Bhuvnesh SSC Guru Points: 59351 More actions · Answer 5

dwilliscp (11/5/2013)
Currently our Cost of THreshold for Parallelism is 5

you also need to increase value of threshold to avoid early parallelism occurence

-------Bhuvnesh----------
I work only to learn Sql Server...though my company pays me for getting their stuff done;-)

dwilliscp SSCrazy Eights Points: 9270 More actions · Answer 6

This morning when it failed there were only 7 SIPDs running on the server, we can subtract two... one was the base Trace and the second was database mail.

So that leaves just 5. My capturing of processes.. showing wait.. is a SQL statement. So how would I modify the following to capture the execution plan, without creating a trace to capture all execution plans? Note I have this running every 15min during the two hours that we have the most failures due to query timeout. Side note only the Jobs created parrallel processing.. 49 threads, 25 threads, and 49 threads. (Of course in this case I can get an estimated execution plan by selecting the job.)

SET TRANSACTION ISOLATION LEVEL READ UNCOMMITTED

insert into zt_wait_Hist(

Capture_DT

, [Spid]

, ecid

, start_time

, [Age Seconds]

, nt_username

, [status]

, wait_type

, [Individual Query]

, [Parent Query]

, [program_name]

, Hostname

, nt_domain

)

SELECT

GETDATE() as Capture_DT

, er.session_Id AS [Spid]

, sp.ecid

, er.start_time

, DATEDIFF(SS,er.start_time,GETDATE()) as [Age Seconds]

, sp.nt_username

, er.status

, er.wait_type

, SUBSTRING (qt.text, (er.statement_start_offset/2) + 1,

((CASE WHEN er.statement_end_offset = -1

THEN LEN(CONVERT(NVARCHAR(MAX), qt.text)) * 2

ELSE er.statement_end_offset

END - er.statement_start_offset)/2) + 1) AS [Individual Query]
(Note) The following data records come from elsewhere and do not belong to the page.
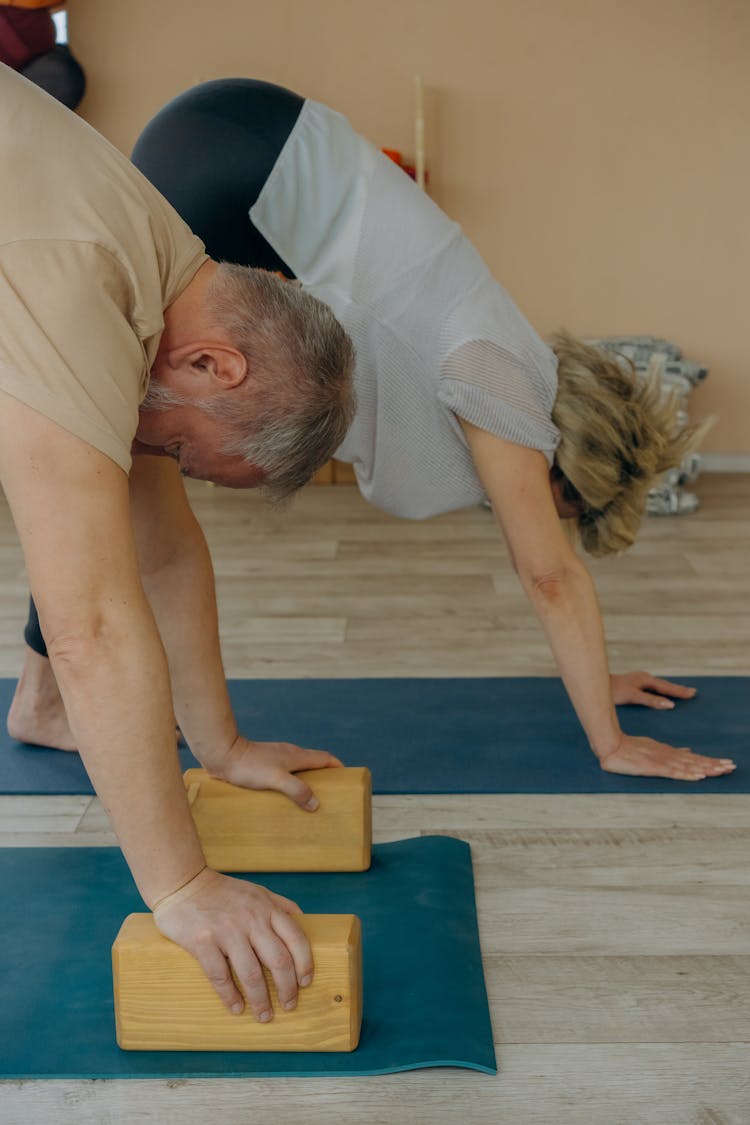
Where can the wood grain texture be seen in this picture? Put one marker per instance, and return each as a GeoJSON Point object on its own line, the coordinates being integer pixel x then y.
{"type": "Point", "coordinates": [243, 829]}
{"type": "Point", "coordinates": [163, 1000]}
{"type": "Point", "coordinates": [614, 926]}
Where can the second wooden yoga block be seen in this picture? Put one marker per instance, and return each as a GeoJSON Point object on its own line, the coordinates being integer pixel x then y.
{"type": "Point", "coordinates": [163, 1001]}
{"type": "Point", "coordinates": [243, 829]}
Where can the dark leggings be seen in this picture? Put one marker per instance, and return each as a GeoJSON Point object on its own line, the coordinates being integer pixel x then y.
{"type": "Point", "coordinates": [209, 152]}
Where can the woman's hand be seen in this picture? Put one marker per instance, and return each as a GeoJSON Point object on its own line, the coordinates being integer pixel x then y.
{"type": "Point", "coordinates": [235, 928]}
{"type": "Point", "coordinates": [644, 757]}
{"type": "Point", "coordinates": [273, 765]}
{"type": "Point", "coordinates": [649, 691]}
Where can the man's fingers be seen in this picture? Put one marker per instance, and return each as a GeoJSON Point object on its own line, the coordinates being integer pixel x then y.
{"type": "Point", "coordinates": [297, 791]}
{"type": "Point", "coordinates": [296, 942]}
{"type": "Point", "coordinates": [216, 968]}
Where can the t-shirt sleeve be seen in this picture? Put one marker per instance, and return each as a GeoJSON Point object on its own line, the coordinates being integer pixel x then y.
{"type": "Point", "coordinates": [493, 389]}
{"type": "Point", "coordinates": [68, 347]}
{"type": "Point", "coordinates": [496, 372]}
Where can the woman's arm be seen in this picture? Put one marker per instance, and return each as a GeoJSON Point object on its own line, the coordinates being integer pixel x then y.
{"type": "Point", "coordinates": [562, 594]}
{"type": "Point", "coordinates": [71, 507]}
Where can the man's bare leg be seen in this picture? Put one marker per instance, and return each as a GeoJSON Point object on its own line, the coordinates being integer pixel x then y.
{"type": "Point", "coordinates": [37, 713]}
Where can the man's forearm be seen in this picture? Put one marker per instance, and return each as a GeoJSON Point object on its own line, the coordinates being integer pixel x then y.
{"type": "Point", "coordinates": [116, 691]}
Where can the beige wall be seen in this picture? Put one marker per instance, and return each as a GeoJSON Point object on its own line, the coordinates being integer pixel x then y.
{"type": "Point", "coordinates": [596, 151]}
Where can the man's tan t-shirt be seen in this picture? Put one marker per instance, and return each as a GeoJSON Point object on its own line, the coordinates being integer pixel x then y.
{"type": "Point", "coordinates": [90, 257]}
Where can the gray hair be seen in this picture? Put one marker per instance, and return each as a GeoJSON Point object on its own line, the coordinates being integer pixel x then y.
{"type": "Point", "coordinates": [298, 402]}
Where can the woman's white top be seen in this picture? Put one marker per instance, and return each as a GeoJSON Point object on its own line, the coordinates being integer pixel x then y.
{"type": "Point", "coordinates": [435, 335]}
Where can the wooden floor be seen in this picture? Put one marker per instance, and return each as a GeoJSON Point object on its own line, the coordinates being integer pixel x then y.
{"type": "Point", "coordinates": [615, 928]}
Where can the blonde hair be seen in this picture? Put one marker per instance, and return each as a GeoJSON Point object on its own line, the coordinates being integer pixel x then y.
{"type": "Point", "coordinates": [617, 432]}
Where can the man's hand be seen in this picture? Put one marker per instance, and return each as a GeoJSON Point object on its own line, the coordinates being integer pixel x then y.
{"type": "Point", "coordinates": [273, 765]}
{"type": "Point", "coordinates": [234, 928]}
{"type": "Point", "coordinates": [644, 757]}
{"type": "Point", "coordinates": [649, 691]}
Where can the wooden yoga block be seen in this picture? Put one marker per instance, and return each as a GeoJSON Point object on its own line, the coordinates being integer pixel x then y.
{"type": "Point", "coordinates": [243, 829]}
{"type": "Point", "coordinates": [163, 1001]}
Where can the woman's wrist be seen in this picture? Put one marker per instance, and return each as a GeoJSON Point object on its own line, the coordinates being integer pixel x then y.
{"type": "Point", "coordinates": [606, 744]}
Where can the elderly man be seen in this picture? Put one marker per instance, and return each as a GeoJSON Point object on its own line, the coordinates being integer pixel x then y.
{"type": "Point", "coordinates": [102, 287]}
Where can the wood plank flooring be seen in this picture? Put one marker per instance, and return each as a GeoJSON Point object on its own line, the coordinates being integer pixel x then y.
{"type": "Point", "coordinates": [615, 928]}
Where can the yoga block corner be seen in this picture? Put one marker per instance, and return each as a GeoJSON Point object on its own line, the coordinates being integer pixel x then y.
{"type": "Point", "coordinates": [163, 1001]}
{"type": "Point", "coordinates": [243, 829]}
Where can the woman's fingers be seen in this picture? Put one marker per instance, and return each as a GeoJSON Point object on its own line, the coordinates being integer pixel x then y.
{"type": "Point", "coordinates": [295, 941]}
{"type": "Point", "coordinates": [235, 929]}
{"type": "Point", "coordinates": [216, 968]}
{"type": "Point", "coordinates": [648, 758]}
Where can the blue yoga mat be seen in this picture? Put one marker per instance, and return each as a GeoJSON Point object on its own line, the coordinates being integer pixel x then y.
{"type": "Point", "coordinates": [446, 736]}
{"type": "Point", "coordinates": [425, 1002]}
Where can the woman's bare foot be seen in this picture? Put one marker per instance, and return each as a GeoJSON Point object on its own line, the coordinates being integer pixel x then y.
{"type": "Point", "coordinates": [37, 713]}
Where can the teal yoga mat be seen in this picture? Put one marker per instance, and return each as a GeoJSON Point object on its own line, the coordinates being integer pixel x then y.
{"type": "Point", "coordinates": [425, 1002]}
{"type": "Point", "coordinates": [499, 735]}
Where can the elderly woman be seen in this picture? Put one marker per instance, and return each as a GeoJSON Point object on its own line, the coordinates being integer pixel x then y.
{"type": "Point", "coordinates": [458, 397]}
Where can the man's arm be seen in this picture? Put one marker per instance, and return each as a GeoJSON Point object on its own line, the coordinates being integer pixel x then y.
{"type": "Point", "coordinates": [71, 507]}
{"type": "Point", "coordinates": [178, 577]}
{"type": "Point", "coordinates": [561, 592]}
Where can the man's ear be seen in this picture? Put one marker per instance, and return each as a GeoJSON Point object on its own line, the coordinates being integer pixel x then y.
{"type": "Point", "coordinates": [224, 367]}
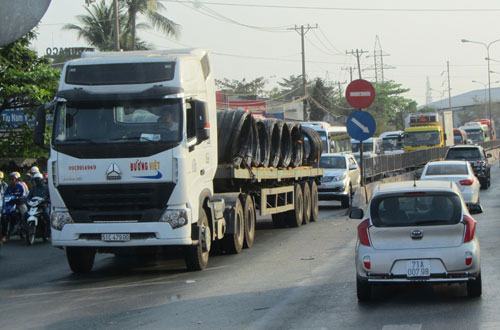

, qt.text AS [Parent Query]

, sp.program_name

, sp.Hostname

, sp.nt_domain

FROM sys.dm_exec_requests er

INNER JOIN sys.sysprocesses sp ON er.session_id = sp.spid

CROSS APPLY sys.dm_exec_sql_text(er.sql_handle)as qt

WHERE session_Id > 50

AND session_Id NOT IN (@@SPID)

ORDER BY session_Id, ecid

dwilliscp SSCrazy Eights Points: 9270 More actions · Answer 7

If I just take the Individual Query and run an estimated plan

Plan A: it does not show any suggested index's .. you start with a Clustered Index Scan (cost 74%), move to Sort (20%) > Parallelism (6%) > Select (0%)

This is the one that failed to execute in 20min.

No blocking showed up in the trace...

Estimated rows 28M, estimated cost 1,878, cashed plan 24b

All SPIDs of these SPIDs were executing Select statements.. the writes were going on in the SSAS cubes. (for the jobs) and the users were only doing selects.

dwilliscp SSCrazy Eights Points: 9270 More actions · Answer 8

You know ... I am begining to wonder if the problem lies in SSAS, I have passed this mornings information off to the team that handles our cubes.